I was looking at some multi-cell array formula UDFs with John and Rich and could not understand why they seemed so much slower than I expected.
Each UDF (written as C++ XLLs) read data from around 200 cells using around 40 parameters, did some very simple logic and arithmetic and then returned values to a different 200 cells. Each of these UDF was taking around 16-20 milliseconds and the workbook contained several thousand calls to these UDFs.
So I started to investigate:
First Hypothesis: Maybe marshalling input data from multiple parameters is slow?
We know that the way to speed up reading data from Excel Cells is to read data in as large a block as possible rather than in many small chunks. So maybe the number of parameters was the problem. To test this I wrote a couple of XLL functions.
MarshallAll takes a single parameter of a range of cells and returns the number of columns. The parameter is type Q so arrives in the function as values rather than a reference.
MarshallMany takes 40 parameters (also type Q) and returns a constant value of 88.
CXlOper* MarshallAll_Impl(CXlOper& xloResult, const CXlOper* Arg1) { long nCols=0; nCols=Arg1->GetWidth2(); xloResult=(double)nCols; return xloResult.Ret(); } CXlOper* MarshallMany_Impl(CXlOper& xloResult, const CXlOper* Arg1, const CXlOper* Arg2, const CXlOper* Arg3, const CXlOper* Arg4, const CXlOper* Arg5, const CXlOper* Arg6, const CXlOper* Arg7, const CXlOper* Arg8, const CXlOper* Arg9, const CXlOper* Arg10, const CXlOper* Arg11, const CXlOper* Arg12, const CXlOper* Arg13, const CXlOper* Arg14, const CXlOper* Arg15, const CXlOper* Arg16, const CXlOper* Arg17, const CXlOper* Arg18, const CXlOper* Arg19, const CXlOper* Arg20, const CXlOper* Arg21, const CXlOper* Arg22, const CXlOper* Arg23, const CXlOper* Arg24, const CXlOper* Arg25, const CXlOper* Arg26, const CXlOper* Arg27, const CXlOper* Arg28, const CXlOper* Arg29, const CXlOper* Arg30, const CXlOper* Arg31, const CXlOper* Arg32, const CXlOper* Arg33, const CXlOper* Arg34, const CXlOper* Arg35, const CXlOper* Arg36, const CXlOper* Arg37, const CXlOper* Arg38, const CXlOper* Arg39, const CXlOper* Arg40) { xloResult=88.0; return xloResult.Ret(); }
But when I compared the execution times of these functions they were both fast and there was not much difference in timings, although it was faster to read as many cells as possible with each parameter.
So hypothesis 1 failed.
I checked how the time taken varied with the number of cells read and their datatype.
As expected large strings take longer than small strings which take more time than numbers.

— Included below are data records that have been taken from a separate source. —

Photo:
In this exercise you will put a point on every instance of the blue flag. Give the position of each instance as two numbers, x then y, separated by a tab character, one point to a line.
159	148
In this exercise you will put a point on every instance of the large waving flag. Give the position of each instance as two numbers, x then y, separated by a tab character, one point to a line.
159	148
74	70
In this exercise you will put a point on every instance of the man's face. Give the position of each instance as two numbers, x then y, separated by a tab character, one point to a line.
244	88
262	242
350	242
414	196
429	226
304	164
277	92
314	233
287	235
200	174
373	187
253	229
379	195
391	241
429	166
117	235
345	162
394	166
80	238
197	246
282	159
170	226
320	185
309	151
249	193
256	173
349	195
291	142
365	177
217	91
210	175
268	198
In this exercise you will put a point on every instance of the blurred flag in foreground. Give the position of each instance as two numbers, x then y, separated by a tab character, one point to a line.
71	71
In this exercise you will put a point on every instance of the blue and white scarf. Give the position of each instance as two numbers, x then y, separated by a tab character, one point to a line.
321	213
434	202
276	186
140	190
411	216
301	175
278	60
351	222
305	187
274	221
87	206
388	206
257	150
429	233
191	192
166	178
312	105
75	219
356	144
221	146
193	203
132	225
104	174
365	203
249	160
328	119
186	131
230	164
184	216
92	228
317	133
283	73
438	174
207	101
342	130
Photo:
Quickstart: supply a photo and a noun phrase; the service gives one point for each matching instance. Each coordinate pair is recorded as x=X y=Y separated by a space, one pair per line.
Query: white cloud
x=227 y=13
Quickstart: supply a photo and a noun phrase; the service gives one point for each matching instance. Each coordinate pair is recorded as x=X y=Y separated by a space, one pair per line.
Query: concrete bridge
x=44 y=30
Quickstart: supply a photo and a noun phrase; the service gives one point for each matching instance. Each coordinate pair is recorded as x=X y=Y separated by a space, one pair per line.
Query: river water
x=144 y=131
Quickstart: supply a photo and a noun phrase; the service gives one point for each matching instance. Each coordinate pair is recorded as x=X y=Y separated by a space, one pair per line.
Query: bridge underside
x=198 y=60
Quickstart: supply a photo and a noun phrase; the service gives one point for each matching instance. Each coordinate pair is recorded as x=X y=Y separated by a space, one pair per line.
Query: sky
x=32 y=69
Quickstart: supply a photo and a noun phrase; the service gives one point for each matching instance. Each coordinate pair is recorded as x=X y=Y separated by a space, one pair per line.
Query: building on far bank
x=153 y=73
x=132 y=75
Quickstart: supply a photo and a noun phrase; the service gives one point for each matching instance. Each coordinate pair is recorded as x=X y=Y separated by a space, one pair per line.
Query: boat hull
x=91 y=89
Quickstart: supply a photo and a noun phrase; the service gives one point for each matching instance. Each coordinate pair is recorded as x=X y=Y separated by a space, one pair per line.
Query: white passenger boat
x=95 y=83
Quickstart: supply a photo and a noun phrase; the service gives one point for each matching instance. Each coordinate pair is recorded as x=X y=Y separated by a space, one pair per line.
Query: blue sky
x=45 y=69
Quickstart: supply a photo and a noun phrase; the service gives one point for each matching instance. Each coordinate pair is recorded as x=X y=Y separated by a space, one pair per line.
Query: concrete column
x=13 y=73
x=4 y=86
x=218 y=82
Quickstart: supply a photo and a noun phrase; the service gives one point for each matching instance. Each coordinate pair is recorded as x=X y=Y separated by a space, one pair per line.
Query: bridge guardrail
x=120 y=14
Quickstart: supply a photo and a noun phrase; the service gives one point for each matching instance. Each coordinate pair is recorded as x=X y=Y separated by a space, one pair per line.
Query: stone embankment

And it is more efficient to read as many cells as possible for each parameter.
Second Hypothesis: Maybe returning results to multiple cells is slow?
We know that writing data back to Excel cells from VBA is significantly slower than reading data from cells.
(see VBA read-write speed and Getting cell data with VBA and C++)
I wrote another simple XLL UDF: MarshallOut. This took a single argument of a range and returned it.
CXlOper* MarshallOut_Impl(CXlOper& xloResult, const CXlOper* Arg1) { xloResult=*Arg1; return xloResult.Ret(); }
Bingo: returning data to multiple cells is comparatively slow.
I used FastExcel Profile Formulas to time the tests:
Reading and returning a 255 character string to each of 100 cells takes 13 milliseconds.
Notice that the time taken is NOT linear with respect to the number of cells.
Multi-Threading Effects
I also noticed that FastExcel Workbook Profiler showed that these functions were making inefficient use of multi-threaded recalculation. Presumably this is because they need an exclusive lock on Excel’s results table whilst writing out the results, and most of the time used is doing exactly that.
By contrast, the first set of “read-many cells but write one cell” functions made efficient use of multi-threading.
Comparing XLL functions with VBA Functions.
I did a small number of comparison with VBA equivalents of these XLL functions. The VBA functions showed the same kind of performance behaviour as the XLL functions and were slightly slower. Of course VBA functions cannot multi-thread.
Conclusions
- Large numbers of array formulas that return results to multiple cells can be slow.
- Multi-cell array formulas do not multi-thread efficiently whilst writing their results back.
- It is more efficient to have larger ranges and fewer parameters than many parameters referencing small ranges.